Question

In the given figure, segment PD is a median of triangle PQR point T is the midpoint of segment
PD. Produced QT intersect PR at M. Show that PM/PR=1/3 [Hint: draw DN||QM]

Answer 1

Hint: Here we are to prove a condition with the given data for the triangle, for such question we have to search for the best suited approach it may any formulae or standard proven property for the triangle, then by using that we just have to but the values given in the question and reach to our final desired value which needs to be proved.

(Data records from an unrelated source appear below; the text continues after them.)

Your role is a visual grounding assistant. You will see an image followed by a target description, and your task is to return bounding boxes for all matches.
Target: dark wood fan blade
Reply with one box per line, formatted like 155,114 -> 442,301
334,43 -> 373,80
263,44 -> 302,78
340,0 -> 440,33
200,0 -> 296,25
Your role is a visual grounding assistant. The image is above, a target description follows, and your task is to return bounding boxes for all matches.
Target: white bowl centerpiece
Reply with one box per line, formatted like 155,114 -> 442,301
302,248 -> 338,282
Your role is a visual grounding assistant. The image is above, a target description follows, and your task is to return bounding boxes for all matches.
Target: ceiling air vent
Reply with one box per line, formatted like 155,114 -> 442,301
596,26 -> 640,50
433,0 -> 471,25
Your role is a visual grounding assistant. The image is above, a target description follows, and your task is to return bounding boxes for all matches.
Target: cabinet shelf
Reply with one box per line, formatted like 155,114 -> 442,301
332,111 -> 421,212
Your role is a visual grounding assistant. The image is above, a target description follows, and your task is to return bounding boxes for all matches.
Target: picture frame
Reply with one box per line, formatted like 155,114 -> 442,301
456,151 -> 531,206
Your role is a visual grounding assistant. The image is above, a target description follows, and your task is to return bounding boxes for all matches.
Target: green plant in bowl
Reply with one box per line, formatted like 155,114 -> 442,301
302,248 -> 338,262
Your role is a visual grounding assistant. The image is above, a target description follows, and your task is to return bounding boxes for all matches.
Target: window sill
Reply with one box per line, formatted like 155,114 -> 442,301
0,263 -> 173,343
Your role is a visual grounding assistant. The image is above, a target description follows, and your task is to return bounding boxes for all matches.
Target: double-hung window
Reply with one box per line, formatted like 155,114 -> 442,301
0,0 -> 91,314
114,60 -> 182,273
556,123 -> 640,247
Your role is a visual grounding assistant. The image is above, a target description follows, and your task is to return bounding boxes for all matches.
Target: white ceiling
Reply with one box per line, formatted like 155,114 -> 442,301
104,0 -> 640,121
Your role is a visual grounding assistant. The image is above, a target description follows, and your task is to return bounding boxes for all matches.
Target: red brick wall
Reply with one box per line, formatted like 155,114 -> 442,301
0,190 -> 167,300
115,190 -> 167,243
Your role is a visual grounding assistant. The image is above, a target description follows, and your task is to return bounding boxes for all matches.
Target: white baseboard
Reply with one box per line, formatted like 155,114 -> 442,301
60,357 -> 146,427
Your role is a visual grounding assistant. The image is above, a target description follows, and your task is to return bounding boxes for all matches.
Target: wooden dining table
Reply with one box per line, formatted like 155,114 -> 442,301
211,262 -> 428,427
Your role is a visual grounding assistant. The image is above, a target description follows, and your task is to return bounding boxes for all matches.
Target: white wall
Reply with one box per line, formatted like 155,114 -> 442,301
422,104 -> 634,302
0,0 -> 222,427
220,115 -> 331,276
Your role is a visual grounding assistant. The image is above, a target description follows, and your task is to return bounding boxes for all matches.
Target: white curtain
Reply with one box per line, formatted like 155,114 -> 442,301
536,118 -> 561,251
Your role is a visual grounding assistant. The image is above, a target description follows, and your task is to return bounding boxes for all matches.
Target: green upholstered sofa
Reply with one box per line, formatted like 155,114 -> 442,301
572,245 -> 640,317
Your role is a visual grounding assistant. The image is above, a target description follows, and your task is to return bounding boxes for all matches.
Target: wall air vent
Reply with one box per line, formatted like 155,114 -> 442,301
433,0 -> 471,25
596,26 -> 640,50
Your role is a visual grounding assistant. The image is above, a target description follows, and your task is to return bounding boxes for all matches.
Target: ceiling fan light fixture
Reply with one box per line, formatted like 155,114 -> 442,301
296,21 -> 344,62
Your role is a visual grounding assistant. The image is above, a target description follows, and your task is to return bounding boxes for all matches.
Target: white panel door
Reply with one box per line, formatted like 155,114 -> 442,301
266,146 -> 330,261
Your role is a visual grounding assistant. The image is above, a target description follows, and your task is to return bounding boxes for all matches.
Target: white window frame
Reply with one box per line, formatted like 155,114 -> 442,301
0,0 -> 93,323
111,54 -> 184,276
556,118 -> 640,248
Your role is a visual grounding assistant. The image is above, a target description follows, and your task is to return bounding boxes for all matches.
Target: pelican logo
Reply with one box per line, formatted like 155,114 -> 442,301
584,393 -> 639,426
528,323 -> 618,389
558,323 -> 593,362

Complete step by step solution:
The given question needs to prove the given condition, on solving we get:
PD is the median of QR,
So, D is the midpoint of QR,
DN is drawn parallel to QM.
By converse of midpoint theorem, N is the midpoint of MR,
Similarly, T is the midpoint of PD
Also DN|| QM
So, by converse of midpoint of PN,
Now we obtain that, N is the midpoint of MR and T is the midpoint of PD.
On framing it to the mathematical expression we get,
\[
   \Rightarrow PM = MN = NR \\
   \Rightarrow \dfrac{{PM}}{{PR}} = \dfrac{{PM}}{{PM + PM + PM}} = \dfrac{{PM}}{{3PM}} = \dfrac{1}{3} \\
   \Rightarrow \dfrac{{PM}}{{PR}} = \dfrac{1}{3} \\
 \]
Hence now we get the desired condition asked in the question and we got the same result which finally proves the final condition asked for.

Note: Here for this question we have used the midpoint theorem of triangle which states that for any triangle the bisector extended from one vertex to front side of the triangle will divide the line into two equal parts.